Kicking back with a Shiner and some good music after a fun night out with my fellow local jewelers and a long day of figuring out how to say things in Polish.
So in less time than it takes to have a baby…
I’ve broken up with the girl I once thought I’d marry*.
I’ve moved over 600 miles away from home** leaving my family and basically everyone I’ve ever met up to this point.
I’ve taken a new job after seven years that cut my pay significantly***, made my customer base obsolete, and even changes my overall job description.
So here I am. Single, missing my people, taking home less than I did before college, and in a strange place; and I’ve gotta tell you…
It’s all an incredible and wonderful adventure.
This is the best me I’ve been.
*And stopped talking and gotten back together and stopped talking and finally lost the girl and found my friend.
**Almost 1000km, or roughly 16x the width of Rhode Island at its widest point, if you were wondering.
***Ah, and money… I never thought it mattered to me when you said it did, and we were both right. See the thing is, I didn’t care about having lots of money because I wanted to be rich or show off, or even cause I wanted to be comfortable. I cared because I’m competitive as hell and it gave be a way to quantify my performance. Now that I’m making less, I realize it’s not that important. Wouldn’t mind making more again though, and one day I will.
My ten year old cousin has been staying with me for a week. She’s great, and I’m happy about this.
What I’m not happy about is that she has an iPhone with a password on it, that she and her friends talk about boys and use suggestive language, that she believes saying “shut up” is acceptable towards adults, or that she has scads of homework and talked with me about whether it’s okay to cite Wikipedia. It’s one of the most adult conversations we’ve ever had. Smart little kid. She’s ten.
What happened? We can’t have an educational system where kids are taught to develop their strengths, or to appreciate classics, to recognize history, or to increase their critical thinking… But we can have sex ed and too much homework.
When’s a kid supposed to be a kid? I know at ten I thought I was more grown up than I was, I’m sure I knew a lot more bad words and a lot more about sex than I should have, I’m not saying it’s all that different. For that matter, we sure didn’t get a good education… But that doesn’t make it okay.

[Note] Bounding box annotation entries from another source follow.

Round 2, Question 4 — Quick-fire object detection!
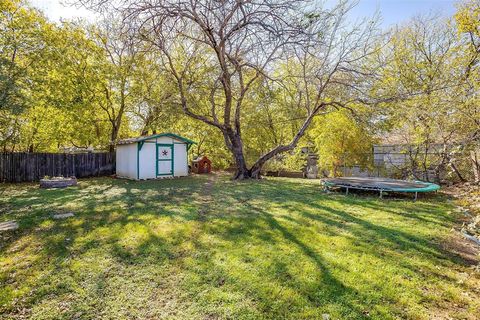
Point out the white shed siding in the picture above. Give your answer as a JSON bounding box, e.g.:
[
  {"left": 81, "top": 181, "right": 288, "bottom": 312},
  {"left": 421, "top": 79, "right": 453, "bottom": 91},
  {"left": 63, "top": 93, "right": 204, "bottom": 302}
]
[
  {"left": 116, "top": 143, "right": 137, "bottom": 179},
  {"left": 173, "top": 142, "right": 188, "bottom": 177},
  {"left": 117, "top": 136, "right": 188, "bottom": 179},
  {"left": 138, "top": 140, "right": 157, "bottom": 179}
]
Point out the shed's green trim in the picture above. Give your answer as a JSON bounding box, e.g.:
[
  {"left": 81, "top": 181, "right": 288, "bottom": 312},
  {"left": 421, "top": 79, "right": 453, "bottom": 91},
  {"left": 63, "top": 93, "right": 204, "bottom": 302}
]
[
  {"left": 137, "top": 132, "right": 197, "bottom": 144},
  {"left": 155, "top": 143, "right": 174, "bottom": 177}
]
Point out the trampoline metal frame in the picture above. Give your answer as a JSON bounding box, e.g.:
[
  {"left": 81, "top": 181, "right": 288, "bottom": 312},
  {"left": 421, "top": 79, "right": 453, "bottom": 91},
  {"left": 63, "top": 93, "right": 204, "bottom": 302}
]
[{"left": 322, "top": 180, "right": 440, "bottom": 201}]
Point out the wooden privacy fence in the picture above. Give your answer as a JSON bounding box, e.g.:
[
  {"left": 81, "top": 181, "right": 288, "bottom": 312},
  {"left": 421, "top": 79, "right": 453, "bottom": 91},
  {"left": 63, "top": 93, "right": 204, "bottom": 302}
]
[{"left": 0, "top": 152, "right": 115, "bottom": 182}]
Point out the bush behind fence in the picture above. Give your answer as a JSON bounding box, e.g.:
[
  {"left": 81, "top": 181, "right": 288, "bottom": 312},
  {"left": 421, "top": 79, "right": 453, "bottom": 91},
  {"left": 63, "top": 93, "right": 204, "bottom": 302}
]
[{"left": 0, "top": 152, "right": 115, "bottom": 182}]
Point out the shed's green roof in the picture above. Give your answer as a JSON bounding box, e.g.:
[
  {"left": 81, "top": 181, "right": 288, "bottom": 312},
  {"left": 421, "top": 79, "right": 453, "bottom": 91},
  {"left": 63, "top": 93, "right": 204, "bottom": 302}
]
[{"left": 118, "top": 132, "right": 196, "bottom": 144}]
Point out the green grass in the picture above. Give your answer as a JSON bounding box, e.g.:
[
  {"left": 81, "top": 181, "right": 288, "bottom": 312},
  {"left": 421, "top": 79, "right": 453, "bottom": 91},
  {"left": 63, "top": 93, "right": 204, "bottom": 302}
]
[{"left": 0, "top": 175, "right": 480, "bottom": 319}]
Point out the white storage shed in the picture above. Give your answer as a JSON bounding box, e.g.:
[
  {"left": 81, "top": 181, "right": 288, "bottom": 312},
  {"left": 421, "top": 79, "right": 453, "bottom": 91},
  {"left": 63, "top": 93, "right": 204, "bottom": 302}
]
[{"left": 116, "top": 133, "right": 195, "bottom": 180}]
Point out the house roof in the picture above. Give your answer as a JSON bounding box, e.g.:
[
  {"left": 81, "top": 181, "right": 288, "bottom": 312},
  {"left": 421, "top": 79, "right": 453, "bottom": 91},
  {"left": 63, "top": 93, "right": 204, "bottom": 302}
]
[{"left": 117, "top": 132, "right": 196, "bottom": 144}]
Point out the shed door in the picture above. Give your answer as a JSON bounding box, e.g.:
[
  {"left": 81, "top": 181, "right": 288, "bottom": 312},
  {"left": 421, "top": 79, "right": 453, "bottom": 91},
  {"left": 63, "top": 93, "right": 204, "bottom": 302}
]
[{"left": 157, "top": 144, "right": 173, "bottom": 176}]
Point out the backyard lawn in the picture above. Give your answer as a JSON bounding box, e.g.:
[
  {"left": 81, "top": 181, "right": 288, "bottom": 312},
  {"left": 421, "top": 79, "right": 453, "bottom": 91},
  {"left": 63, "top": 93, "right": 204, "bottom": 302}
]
[{"left": 0, "top": 174, "right": 480, "bottom": 319}]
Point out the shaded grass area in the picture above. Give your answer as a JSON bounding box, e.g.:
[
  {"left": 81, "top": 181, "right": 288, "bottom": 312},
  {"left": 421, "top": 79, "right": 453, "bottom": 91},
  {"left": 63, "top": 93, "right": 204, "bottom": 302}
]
[{"left": 0, "top": 175, "right": 480, "bottom": 319}]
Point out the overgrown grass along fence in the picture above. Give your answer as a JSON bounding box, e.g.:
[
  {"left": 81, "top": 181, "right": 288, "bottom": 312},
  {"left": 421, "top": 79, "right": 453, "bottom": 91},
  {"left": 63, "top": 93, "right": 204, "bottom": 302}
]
[{"left": 0, "top": 152, "right": 115, "bottom": 182}]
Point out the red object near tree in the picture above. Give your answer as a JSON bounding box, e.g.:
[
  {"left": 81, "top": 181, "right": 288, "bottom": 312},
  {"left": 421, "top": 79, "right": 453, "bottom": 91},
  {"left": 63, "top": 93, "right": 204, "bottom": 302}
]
[{"left": 192, "top": 156, "right": 212, "bottom": 173}]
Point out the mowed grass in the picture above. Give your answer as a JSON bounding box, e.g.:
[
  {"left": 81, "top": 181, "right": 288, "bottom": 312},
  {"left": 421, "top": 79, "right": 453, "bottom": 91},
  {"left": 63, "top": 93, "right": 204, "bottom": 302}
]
[{"left": 0, "top": 175, "right": 480, "bottom": 319}]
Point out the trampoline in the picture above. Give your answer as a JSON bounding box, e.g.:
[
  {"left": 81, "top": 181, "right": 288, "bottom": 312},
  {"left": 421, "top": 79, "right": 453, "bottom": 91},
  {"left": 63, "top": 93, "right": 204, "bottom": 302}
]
[{"left": 322, "top": 177, "right": 440, "bottom": 200}]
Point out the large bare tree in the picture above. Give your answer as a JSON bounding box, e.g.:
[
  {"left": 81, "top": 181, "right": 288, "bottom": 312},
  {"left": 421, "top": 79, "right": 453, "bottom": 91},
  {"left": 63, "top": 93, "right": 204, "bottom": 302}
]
[{"left": 81, "top": 0, "right": 382, "bottom": 179}]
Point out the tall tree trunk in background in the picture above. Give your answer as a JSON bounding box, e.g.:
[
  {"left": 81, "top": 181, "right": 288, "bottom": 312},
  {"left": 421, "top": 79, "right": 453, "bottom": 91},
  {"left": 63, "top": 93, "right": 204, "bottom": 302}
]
[{"left": 470, "top": 148, "right": 480, "bottom": 183}]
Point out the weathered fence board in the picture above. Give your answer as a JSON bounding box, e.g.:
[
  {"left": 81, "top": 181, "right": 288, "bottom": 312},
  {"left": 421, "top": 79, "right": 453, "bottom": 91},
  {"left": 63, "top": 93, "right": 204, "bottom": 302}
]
[{"left": 0, "top": 152, "right": 115, "bottom": 182}]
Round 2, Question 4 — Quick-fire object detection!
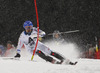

She’s telling me how her teachers teach them to be politically correct. She knows about gun control but probably can’t name five presidents or point to Scotland on a map. She’s been inundated with black history month because it’s the part of history they actually go over, and yeah, it’s important, but what about the rest? We didn’t go from ancient Egypt to pilgrims to slavery to now. There were things in between.
What kills me is I know it’s not just her. We’ve got people voting who don’t know the names of all the candidates, let alone what they stand for. We’ve got people writing for the newspapers that couldn’t point out why that last sentence is technically grammatically incorrect. Art students who don’t know the difference between deco and nouveau.
Ten year olds who have hours of homework, but don’t know why South Africa is different than North Africa.
World leaders who don’t know the difference between an N and a Q.